Une étude de différents comptes financiers montre que la part du 6011 par rapport aux recettes du 7062 fluctue entre 46 et 54 % et que la moyenne est de 49 % ; ce qui fait qu’il reste 51 % pour financer les autres charges.
Prenons l’exemple d’un établissement dont les charges « incompressibles », fixes ou structurelles (viabilisation, contrats obligatoires, etc…) seraient de l’ordre de 50 000 € (montant calculé sur la moyenne des dépenses des trois derniers exercices avec application des clés de répartition), et qui aurait un tarif de demi-pension annuel de 500 €. Si on se base sur un pourcentage de 50% des recettes du 7062 utilisées pour l’achat de denrées, il faut 200 demi-pensionnaires pour équilibrer le budget du SRH sur les charges structurelles. En dessous de ce chiffre de 200, pour équilibrer le SRH il faudra faire des économies notamment aux niveaux des denrées, et avec 100 DP il sera impossible d’arriver à l’équilibre sans subvention de la collectivité ou une hausse importante des tarifs. Par contre, au-delà de ce chiffre de 200 DP, comme les charges structurelles seront couvertes, l’argent qui ne sera pas utilisé à cette fin pourra favoriser une amélioration sensible de la qualité des denrées, des achats d’équipements et des améliorations du service.
On voit donc que si on retranscrit de la manière la plus sincère possible la totalité des charges relevant de la restauration et de l’internat au SRH, le nombre de demi-pensionnaires et d’internes est une composante majeure pour équilibrer ce service. En-deca d’un certain effectif l’équilibre sera inatteignable sans une hausse importante des tarifs ou sans une subvention spécifique de la CT. Cette étude devrait conduire à une analyse complète des charges de fonctionnement et, le cas échéant, à saisir la collectivité en cas de « déficit structurel » sur les solutions qu’elle entend apporter pour assurer l’équilibre du SRH avec la nouvelle perspective budgétaire apportée par Op@le. De même les établissements qui utilisent encore des pourcentages de reversement dictés par leurs collectivités sans lien avec la réalité des dépenses ont tout à gagner à les alerter sur la modification budgétaire à venir afin que des groupes de travail se réunissent pour en anticiper les conséquences, et fournir aux EPLE des consignes claires en matière de clés de répartition.

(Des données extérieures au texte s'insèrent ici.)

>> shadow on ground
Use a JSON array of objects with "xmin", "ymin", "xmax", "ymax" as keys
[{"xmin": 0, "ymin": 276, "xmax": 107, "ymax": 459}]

La disparition des reversements entre services est une remise en cause importante des habitudes qui va causer des difficultés à nombre d’établissements. Mais plus qu’une contrainte supplémentaire il faut y voir une opportunité de mettre les choses à plat et de repartir sur une base saine afin de connaître le vrai coût de la restauration. L’occasion aussi de mettre les collectivités face à leurs responsabilités et leur demander d’assumer financièrement leur choix en matière de tarifs et d’exigence qualitative pour un service relevant de leur compétence propre.